Se respiraba una calma tan intensa
que resultaba incómoda —forzando su visión periférica y una sonrisita gentil,
Teresa adujo que quizá se debiera a la decena de ojos que se clavaban sobre
ellos al atravesar la plaza principal.
Casi podía oír los pudorosos grititos
ahogados: una chica entre dos hombres, apenas escondiendo su feminidad bajo un vestido
veraniego que estaba lejos de cubrirle las rodillas y cuyo escote era tan (impudicamente) amplio que revelaba el
corpiño de su trikini turquesa. El chico a su lado que insistía en enseñar su
cuerpo también era un espectáculo en sí mismo, pero los vecinos ya estaban
acostumbrados a ver a Fernando pasearse con su envidiable torso desnudo. Del
otro adolescente le resultaba difícil hacer comentarios picajosos —sólo acudía
a la mente el de que su cuello era demasiado largo para lo pequeño de su cabeza
y que el corte de su remera no ayudaba a disimularlo. Si uno quería ponerse
quisquilloso, siempre había algún gesto a señalar.
Quedaba poco de sus helados cuando alcanzaron
el almacén y quedaron pocos abastecimientos cuando salieron de él —cada uno
llevaba entre dos y tres bolsas, cargadas y pesadas.
—¿Es necesario que todo lo que cocines sea gourmet? —protestó Gino.
—Que yo sepa, nunca tuve que obligarte a que
te sirvieras un segundo plato —repuso Fernando, con una desafiante sonrisita de
suficiencia. —Si te dejás de quejar, puede que considere no hacer rústicas las
papas fritas.
—¡Se calla, se calla! —exclamó Teresa,
pasando el peso de las bolsas a una mano para poder tapar la boca de su amigo.
—¡La voz del diablo se oye en nuestra Tierra!
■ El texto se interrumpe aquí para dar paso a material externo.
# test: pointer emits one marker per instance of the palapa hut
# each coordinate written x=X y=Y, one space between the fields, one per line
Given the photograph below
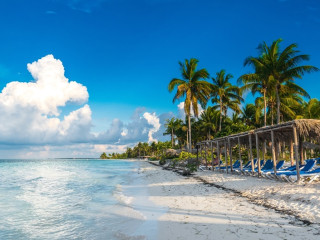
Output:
x=298 y=135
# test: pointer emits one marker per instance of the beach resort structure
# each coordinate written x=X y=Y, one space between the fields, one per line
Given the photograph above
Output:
x=297 y=136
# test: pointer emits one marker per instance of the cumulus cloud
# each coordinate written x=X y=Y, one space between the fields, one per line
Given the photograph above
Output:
x=154 y=121
x=30 y=110
x=31 y=118
x=182 y=114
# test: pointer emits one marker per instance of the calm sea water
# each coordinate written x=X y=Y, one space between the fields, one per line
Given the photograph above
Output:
x=61 y=199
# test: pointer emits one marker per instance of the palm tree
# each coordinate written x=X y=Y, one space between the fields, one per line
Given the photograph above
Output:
x=225 y=94
x=256 y=82
x=208 y=121
x=193 y=87
x=281 y=67
x=249 y=114
x=310 y=109
x=171 y=127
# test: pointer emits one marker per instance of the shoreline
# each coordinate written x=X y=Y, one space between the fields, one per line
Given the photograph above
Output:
x=195 y=210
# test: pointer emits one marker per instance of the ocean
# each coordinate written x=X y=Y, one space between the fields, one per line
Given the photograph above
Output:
x=69 y=199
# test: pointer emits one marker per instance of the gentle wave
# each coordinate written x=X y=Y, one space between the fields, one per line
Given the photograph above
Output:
x=63 y=199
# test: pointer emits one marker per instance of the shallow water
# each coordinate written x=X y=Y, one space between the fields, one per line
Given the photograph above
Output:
x=62 y=199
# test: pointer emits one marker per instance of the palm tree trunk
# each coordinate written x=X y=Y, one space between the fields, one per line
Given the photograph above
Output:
x=265 y=107
x=172 y=137
x=278 y=104
x=220 y=116
x=187 y=138
x=271 y=114
x=189 y=120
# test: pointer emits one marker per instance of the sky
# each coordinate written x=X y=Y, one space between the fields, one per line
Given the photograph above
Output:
x=82 y=77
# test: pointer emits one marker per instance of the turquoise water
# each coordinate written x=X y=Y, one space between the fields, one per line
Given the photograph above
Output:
x=60 y=199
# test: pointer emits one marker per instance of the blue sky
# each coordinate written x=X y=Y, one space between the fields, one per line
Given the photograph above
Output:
x=126 y=51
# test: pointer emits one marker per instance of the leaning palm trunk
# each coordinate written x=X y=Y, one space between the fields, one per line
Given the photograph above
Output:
x=265 y=107
x=189 y=120
x=172 y=137
x=278 y=104
x=220 y=116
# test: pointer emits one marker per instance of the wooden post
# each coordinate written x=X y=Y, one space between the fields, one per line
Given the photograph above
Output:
x=230 y=154
x=295 y=139
x=291 y=152
x=258 y=157
x=212 y=155
x=240 y=159
x=226 y=154
x=273 y=153
x=218 y=153
x=250 y=153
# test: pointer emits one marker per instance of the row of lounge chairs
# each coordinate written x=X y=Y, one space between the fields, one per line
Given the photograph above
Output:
x=308 y=172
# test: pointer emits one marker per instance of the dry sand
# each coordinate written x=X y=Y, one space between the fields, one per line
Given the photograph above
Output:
x=186 y=208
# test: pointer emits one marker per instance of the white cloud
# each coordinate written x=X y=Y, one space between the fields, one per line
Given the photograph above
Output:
x=182 y=114
x=32 y=124
x=30 y=110
x=154 y=121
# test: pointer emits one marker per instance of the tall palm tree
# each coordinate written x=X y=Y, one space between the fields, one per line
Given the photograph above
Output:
x=257 y=82
x=310 y=109
x=208 y=121
x=281 y=66
x=225 y=94
x=193 y=87
x=171 y=127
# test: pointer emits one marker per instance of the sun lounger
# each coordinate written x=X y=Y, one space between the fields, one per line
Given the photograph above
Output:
x=236 y=164
x=308 y=167
x=308 y=177
x=246 y=167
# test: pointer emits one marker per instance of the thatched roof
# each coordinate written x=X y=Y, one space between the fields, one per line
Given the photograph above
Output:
x=306 y=128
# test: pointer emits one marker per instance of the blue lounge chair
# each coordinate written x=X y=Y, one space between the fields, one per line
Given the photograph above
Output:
x=236 y=164
x=246 y=167
x=310 y=164
x=311 y=175
x=265 y=166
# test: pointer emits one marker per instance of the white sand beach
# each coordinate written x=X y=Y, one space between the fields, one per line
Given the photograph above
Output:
x=180 y=207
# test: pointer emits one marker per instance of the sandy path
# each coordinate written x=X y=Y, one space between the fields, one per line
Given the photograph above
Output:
x=198 y=211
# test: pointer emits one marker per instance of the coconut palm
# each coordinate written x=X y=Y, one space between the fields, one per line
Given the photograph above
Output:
x=257 y=82
x=225 y=94
x=208 y=121
x=310 y=109
x=281 y=66
x=193 y=87
x=171 y=127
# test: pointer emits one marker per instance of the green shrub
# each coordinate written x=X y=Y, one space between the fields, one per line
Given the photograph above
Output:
x=162 y=162
x=186 y=155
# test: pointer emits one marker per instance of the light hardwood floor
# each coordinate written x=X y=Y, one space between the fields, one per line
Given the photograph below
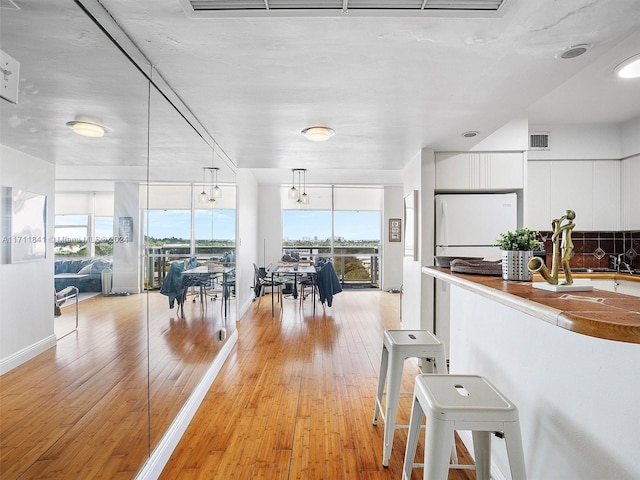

—chilló entonces el teléfono de Martín, sobresaltándola.
—¿Me lo leés?
Con absoluta
naturalidad, Teresa metió la mano en el bolsillo del short de baño de Martín y
sacó el celular. Resolvió el patrón de
desbloqueo y dejó escapar algo entre un chiflido y un silbido.
—¡Es de
Ce-les-te! —anunció, burlona. —«Mañana vuelve a empezar La Forza. La clase es a
las cinco, pero si querés nos podemos ver un toque antes así no se te hace tan
raro. ¿Te copa?» —Martín asintió. —Esa es mi traducción, porque a esta chica
parece que no le gustan las vocales. ¿Qué son esos dos puntos pe que intercala
entre casi cada palabra? —Fernando abrió mucho los ojos y sacó la lengua hacia
un costado, en una expresión ridícula que desprendió risas de sus amigos.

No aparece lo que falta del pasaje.